If you are an extrovert or a people person, this is the moment you’ve been waiting for. No more being separated from the crowd. You’ll be back in your element, taking charge, working alongside your colleagues and potentially meeting new ones in person for the first time. Experience the energy and excitement of reconnecting with everyone. Enjoy the social times – the happy hours or celebrations for a job well done. Those moments can solidify the feeling of connection with your colleagues, and they play differently in person as opposed to on screen.

For introverts and those who prefer the remote work atmosphere, remember that your colleagues need your input and the value you bring to the team. Those one-on-one conversations build bonds, and it’s always a plus to get to do your best work with the support of a team. As you make the adjustment, protect your time, build in some “quiet hours” or blocks of do-not-disturb work time to help you maintain your energy and focus. Use your breaks to recharge, enjoy some music or podcasts, and be proactive about giving yourself a chance to adjust to the in-office environment in a way that is life-giving rather than energy-draining.

4. Request a one-on-one meeting with your supervisor.

If it’s been a significant amount of time since you and your supervisor have spoken in person (virtual meetings don’t count in this case!) and you don’t already have ongoing individual meetings, why not request a one-on-one meeting with them to catch up? You’ll be amazed at what it does for rapport, plus it’s a good time to reconnect on professional priorities. Talk about where your organization is headed, what’s on the horizon, how you can help your teammates and contribute to the overall success of your department.

Share with your supervisor about professional development activities you’ve participated in while you’ve worked remotely. Have you completed professional training courses while you’ve been working offsite? Learned a new skill? Volunteered with a local charity? Take this opportunity to reconnect and reset the tone for your in-office experience with your boss going forward.

5. Breathe.

After the initial adjustment period wears off (euphoria for some, a big re-learning curve for others), you’ll fall into a regular cadence of day-to-day office life again. The honeymoon phase will wear off. That’s normal. When that time comes, give yourself time to breathe, pace yourself and do the next task in front of you. 

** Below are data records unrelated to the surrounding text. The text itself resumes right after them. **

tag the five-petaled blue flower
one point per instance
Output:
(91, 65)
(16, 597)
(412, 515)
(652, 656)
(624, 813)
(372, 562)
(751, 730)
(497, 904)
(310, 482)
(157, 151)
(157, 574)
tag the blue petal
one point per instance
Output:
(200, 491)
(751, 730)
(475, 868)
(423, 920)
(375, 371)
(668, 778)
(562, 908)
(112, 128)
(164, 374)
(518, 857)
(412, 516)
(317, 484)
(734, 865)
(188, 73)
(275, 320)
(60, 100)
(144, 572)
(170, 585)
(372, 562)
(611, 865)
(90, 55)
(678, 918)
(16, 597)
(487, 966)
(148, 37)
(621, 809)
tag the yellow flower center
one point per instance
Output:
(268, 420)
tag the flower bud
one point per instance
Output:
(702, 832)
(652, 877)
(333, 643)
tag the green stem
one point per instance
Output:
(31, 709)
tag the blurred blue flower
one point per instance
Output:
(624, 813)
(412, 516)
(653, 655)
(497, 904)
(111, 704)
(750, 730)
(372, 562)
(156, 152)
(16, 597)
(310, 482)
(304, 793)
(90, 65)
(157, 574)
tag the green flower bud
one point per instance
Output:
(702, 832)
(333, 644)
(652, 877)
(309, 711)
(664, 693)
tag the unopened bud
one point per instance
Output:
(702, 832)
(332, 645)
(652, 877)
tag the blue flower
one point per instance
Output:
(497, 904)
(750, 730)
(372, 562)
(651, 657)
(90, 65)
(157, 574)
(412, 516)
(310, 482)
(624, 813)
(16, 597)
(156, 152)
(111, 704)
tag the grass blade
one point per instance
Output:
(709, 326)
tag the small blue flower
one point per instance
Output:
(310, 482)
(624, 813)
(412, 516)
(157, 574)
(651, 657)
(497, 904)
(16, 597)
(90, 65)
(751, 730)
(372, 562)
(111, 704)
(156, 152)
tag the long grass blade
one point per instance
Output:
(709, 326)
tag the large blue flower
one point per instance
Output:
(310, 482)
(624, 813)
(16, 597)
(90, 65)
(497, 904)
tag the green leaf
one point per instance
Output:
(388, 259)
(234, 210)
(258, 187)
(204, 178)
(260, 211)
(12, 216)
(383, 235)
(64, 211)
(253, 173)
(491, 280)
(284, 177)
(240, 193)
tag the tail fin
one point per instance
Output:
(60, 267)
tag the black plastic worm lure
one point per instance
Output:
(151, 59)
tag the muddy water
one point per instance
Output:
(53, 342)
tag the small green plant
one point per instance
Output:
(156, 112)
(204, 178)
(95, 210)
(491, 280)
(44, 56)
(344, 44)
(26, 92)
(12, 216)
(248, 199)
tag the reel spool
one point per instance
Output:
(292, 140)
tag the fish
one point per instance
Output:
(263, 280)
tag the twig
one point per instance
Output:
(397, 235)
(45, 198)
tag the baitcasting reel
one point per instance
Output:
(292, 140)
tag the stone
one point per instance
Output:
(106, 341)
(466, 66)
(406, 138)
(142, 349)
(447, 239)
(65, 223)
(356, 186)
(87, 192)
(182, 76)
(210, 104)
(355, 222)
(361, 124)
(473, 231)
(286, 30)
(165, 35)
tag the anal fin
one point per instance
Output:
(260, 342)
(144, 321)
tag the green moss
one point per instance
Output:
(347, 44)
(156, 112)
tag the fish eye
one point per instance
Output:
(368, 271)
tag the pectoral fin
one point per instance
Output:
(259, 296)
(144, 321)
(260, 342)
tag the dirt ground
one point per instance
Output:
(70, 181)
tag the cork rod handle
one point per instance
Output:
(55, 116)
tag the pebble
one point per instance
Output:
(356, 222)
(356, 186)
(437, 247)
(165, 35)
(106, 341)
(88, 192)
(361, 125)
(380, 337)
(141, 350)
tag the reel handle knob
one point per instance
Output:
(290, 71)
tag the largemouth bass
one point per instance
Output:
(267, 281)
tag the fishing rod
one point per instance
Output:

For those who have a slower ramping up time, you may hit your stride a few weeks after your colleagues do and, as a result, you may find yourself more energized for being in a solid onsite routine again. That may be the time you can lend support to team members who need it.

Everyone will have their own ways of navigating office life 2.0. As you get ready for this next phase of your work life and environment, you can take these practical steps to prepare yourself to thrive in day-to-day life at the office. 

The truth is, though, we’ve been down a life-changing road the past few years. Give yourself space to make the adjustment, knowing that you’re not the only one who’s realigning their outlook based on their own experiences and expectations. Focus on the good, get support when there are challenges and trust that you have the ability to thrive – no matter where your workspace may be. What you bring to your role and organization matters. You’re poised for fresh success, and we can’t wait to see what you’ll make of the opportunity.